# Instant pay 50 cents charge



## JBinPenfield (Sep 14, 2017)

My app says I can input my debit card number and have instant access to payments, but there is a charge of 50 cents. Its not clear when the 50 cents applies - Every day? Every month? Every time you do a ride? If its every month then its worth it. every day not so much. Every ride, I'll pass.


----------



## tohunt4me (Nov 23, 2015)

JBinPenfield said:


> My app says I can input my debit card number and have instant access to payments, but there is a charge of 50 cents. Its not clear when the 50 cents applies - Every day? Every month? Every time you do a ride? If its every month then its worth it. every day not so much. Every ride, I'll pass.


Rohit in India needs his 50 cents.
1/2 a days pay !
RESOLVED !


----------



## sd1303 (Nov 11, 2015)

JBinPenfield said:


> My app says I can input my debit card number and have instant access to payments, but there is a charge of 50 cents. Its not clear when the 50 cents applies - Every day? Every month? Every time you do a ride? If its every month then its worth it. every day not so much. Every ride, I'll pass.

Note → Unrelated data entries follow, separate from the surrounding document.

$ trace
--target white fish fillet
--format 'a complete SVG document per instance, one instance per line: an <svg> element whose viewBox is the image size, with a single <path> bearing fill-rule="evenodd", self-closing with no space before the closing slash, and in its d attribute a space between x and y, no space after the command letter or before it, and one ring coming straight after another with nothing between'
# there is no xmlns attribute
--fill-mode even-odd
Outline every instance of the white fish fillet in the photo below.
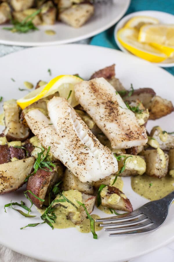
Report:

50 cents each time you request an instant pay (each time you "cash out"). If you cash out daily, you pay it daily...


----------



## chitown73 (Jul 18, 2017)

JBinPenfield said:


> My app says I can input my debit card number and have instant access to payments, but there is a charge of 50 cents. Its not clear when the 50 cents applies - Every day? Every month? Every time you do a ride? If its every month then its worth it. every day not so much. Every ride, I'll pass.


It clearly tells you that the $0.50 cents charge is each time you use the "instant pay". It's not deducted from the current balance, it will be leave a - $0.50 balance after you transfer the money. I only use it if I really need the following money right away because it only takes 5 mins to deposit where the bank deposit on Monday takes 2-3 days to clear.


----------